Around midnight, Saha’s two-man tent – a rather flimsy affair – collapsed under the onslaught of the winds. We hastened to fix it, but it was a moonless night, the winds were fierce and erratic, and our fingers were numb from the cold. We soon realised that it was a hopeless task, and four of us huddled into the other two-man tent.

But while we were grappling with the tent, all of us had noticed a peculiar thing. There was someone with a flashlight on the opposite shore of the lake.

Once we were safely inside the other tent, as the wind howled and moaned around us, we began – inevitably – to talk about the light. The other side of the lake, where the light had appeared, was steep and rocky. Walking along that shore would be tricky even in the daytime; pitching a tent was out of the question. So it could not possibly be a camper. Besides, we knew for a fact that there were no other campers on the lakeshore, or indeed on our entire route. A shepherd then? But what lunatic shepherd would be out on that perilous slope, on a night such as this?

Then someone told a story about a serial killer who stalked hikers in the wild and slit their throats at night, and we realised that further discussion would only spook us further. We drifted off to an uneasy sleep.

The next morning we were already laughing about it (as perhaps you are laughing now), but each of us admitted to being pretty scared at the time. Each of us also admitted to disturbing visions of a serial killer creeping up to our tent in the dead of night.

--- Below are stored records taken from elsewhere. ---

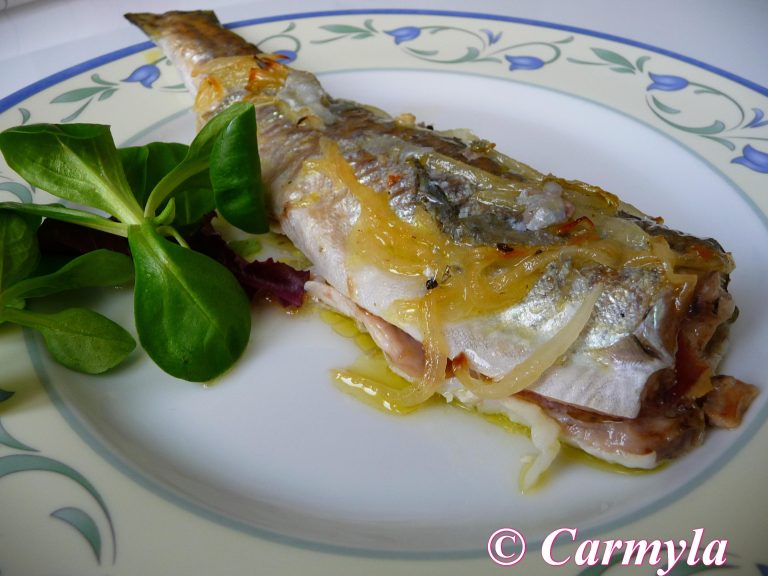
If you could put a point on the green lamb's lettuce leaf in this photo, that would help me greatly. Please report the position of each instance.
(76, 162)
(78, 338)
(229, 126)
(100, 268)
(236, 176)
(71, 215)
(192, 317)
(145, 166)
(19, 253)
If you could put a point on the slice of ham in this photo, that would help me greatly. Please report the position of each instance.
(674, 416)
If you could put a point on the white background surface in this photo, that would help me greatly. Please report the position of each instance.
(728, 34)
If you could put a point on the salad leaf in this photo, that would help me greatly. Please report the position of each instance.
(192, 317)
(19, 253)
(101, 268)
(64, 214)
(198, 157)
(78, 338)
(145, 166)
(236, 175)
(76, 162)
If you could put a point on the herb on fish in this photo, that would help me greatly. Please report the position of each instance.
(78, 338)
(191, 316)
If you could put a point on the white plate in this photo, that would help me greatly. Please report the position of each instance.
(273, 458)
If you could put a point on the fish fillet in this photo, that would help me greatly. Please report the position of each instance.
(511, 291)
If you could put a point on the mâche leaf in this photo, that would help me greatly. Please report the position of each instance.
(198, 156)
(100, 268)
(64, 214)
(145, 166)
(19, 253)
(192, 317)
(78, 338)
(76, 162)
(236, 175)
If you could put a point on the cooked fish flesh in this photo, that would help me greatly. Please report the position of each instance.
(481, 279)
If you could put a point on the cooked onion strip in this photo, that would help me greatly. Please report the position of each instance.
(530, 369)
(544, 436)
(435, 360)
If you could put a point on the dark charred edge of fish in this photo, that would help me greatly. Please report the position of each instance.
(200, 27)
(678, 241)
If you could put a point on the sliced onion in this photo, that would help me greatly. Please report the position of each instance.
(530, 369)
(545, 434)
(435, 360)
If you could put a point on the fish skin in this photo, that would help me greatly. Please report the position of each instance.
(475, 195)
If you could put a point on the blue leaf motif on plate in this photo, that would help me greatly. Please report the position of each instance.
(492, 37)
(757, 121)
(666, 82)
(145, 75)
(404, 33)
(753, 159)
(524, 62)
(286, 56)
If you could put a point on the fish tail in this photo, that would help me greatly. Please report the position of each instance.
(192, 39)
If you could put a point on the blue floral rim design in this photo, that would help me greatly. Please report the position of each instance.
(20, 95)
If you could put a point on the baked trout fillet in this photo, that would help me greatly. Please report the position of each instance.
(481, 279)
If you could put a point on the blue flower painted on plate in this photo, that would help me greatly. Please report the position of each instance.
(753, 159)
(404, 33)
(492, 37)
(666, 82)
(524, 62)
(757, 121)
(144, 75)
(286, 56)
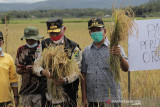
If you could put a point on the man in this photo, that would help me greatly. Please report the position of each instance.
(56, 32)
(98, 81)
(32, 86)
(8, 78)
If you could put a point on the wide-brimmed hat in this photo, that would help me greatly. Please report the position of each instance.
(95, 22)
(54, 25)
(31, 33)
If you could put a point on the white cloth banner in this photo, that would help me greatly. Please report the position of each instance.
(143, 50)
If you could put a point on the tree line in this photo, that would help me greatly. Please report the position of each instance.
(151, 8)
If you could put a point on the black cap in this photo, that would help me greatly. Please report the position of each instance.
(95, 22)
(54, 25)
(1, 35)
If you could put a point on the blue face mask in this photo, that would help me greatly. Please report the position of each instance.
(32, 46)
(97, 36)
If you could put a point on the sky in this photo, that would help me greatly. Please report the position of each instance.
(20, 1)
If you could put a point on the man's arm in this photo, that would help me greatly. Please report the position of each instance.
(117, 50)
(14, 82)
(83, 88)
(16, 96)
(83, 81)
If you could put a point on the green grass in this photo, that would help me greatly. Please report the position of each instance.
(144, 84)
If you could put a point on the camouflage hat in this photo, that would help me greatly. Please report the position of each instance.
(31, 33)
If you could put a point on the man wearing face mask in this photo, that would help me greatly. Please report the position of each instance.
(32, 85)
(8, 78)
(98, 84)
(56, 31)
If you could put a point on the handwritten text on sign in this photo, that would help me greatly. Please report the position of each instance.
(143, 51)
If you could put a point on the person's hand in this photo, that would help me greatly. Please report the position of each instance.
(115, 50)
(16, 100)
(46, 73)
(58, 82)
(29, 68)
(85, 102)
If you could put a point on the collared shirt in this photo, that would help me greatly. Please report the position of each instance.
(8, 77)
(75, 54)
(31, 83)
(99, 79)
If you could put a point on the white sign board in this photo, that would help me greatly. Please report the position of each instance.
(143, 51)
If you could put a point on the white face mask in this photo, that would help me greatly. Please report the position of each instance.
(58, 41)
(32, 46)
(0, 49)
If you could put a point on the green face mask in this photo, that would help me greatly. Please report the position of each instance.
(97, 36)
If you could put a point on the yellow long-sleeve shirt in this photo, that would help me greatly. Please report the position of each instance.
(8, 77)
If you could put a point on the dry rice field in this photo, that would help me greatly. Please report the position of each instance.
(145, 85)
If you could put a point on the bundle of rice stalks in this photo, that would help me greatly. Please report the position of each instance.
(123, 25)
(55, 60)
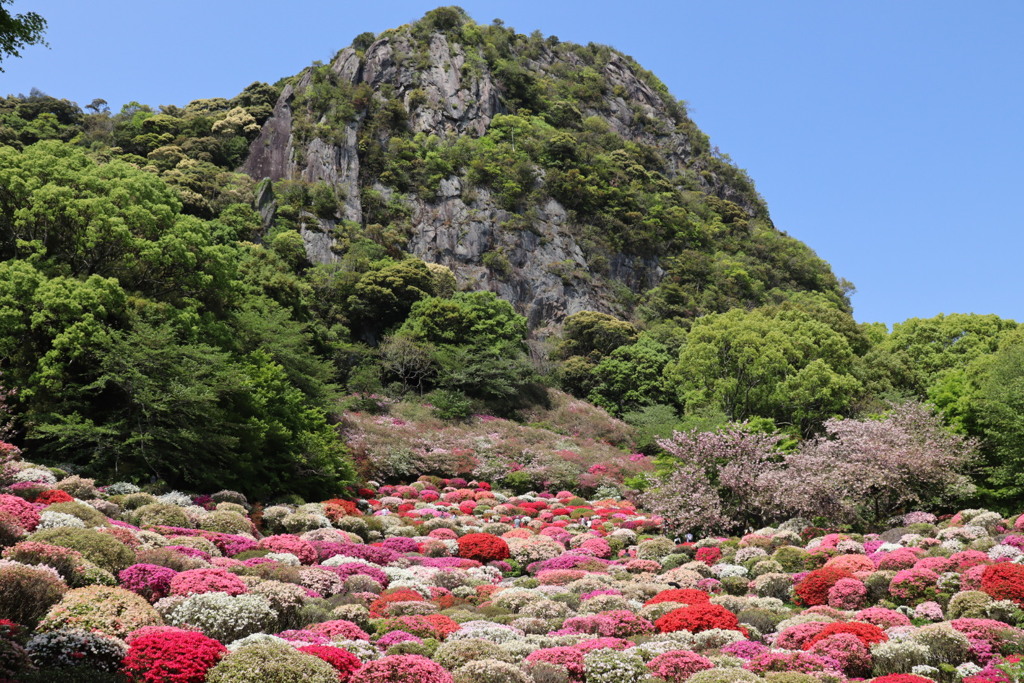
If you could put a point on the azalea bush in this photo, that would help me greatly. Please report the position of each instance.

Interestingly, everyone had a slightly different mental picture of the killer. Saha had pictured a handgun-wielding killer, Indro imagined him brandishing an axe, and the Quaker visualised a slasher with a knife. My version involved a huge brute clubbing us all to death with a baseball bat, with no one to hear our screams.

We checked the other shore in the morning, and there was no trace of a campsite.

7 comments:

Tommy said...

I couldn't imagine posting a pic not just of a cwm, but of a cwm in Wales, and not using the word cwm in the accompanying text. But that's just me.

Dhruva said...

Safe to assume, then, that you have gone insane, or have become a bard. Why do I have this sneaking suspicion that your night was wasted, then?:D

The Orange Cat said...

Where's Bullwinkle when you need him?
And I noticed that you believe xkcd might be unsuitable for liberal arts majors. Why? I'm in liberal arts now,everybody at this place is, too, and well, the only thing they'd find remotely offensive is Ann Coulter.

The Orange Cat said...

And liberal arts includes mathematics to an extent too.
Just saying.

Priyanka said...

If it was really cold, and if you peed in your pants, and if all of you were in one tent, it would explain why this blogpost turned out the way it did. Hypothetically.

Sroyon said...

@Tommy: But it gave you the opportunity to use the word cwm three times in a single sentence. :D

@Dhruva: I know, what an anti-climax.

@OC: I'm just quoting Randall Munroe on this (look at the Warning on the xkcd page).

@Priyanka: Eh, what?

Pratiti said...

Randall Munroe, incidentally, was in liberal arts.
And I was thinking EXACTLY what Tommy posted!! Cwm!Our geography book said cirque lakes also known as cwms in Wales, but I always rephrased it in my answers to cwms also known as cirque lakes.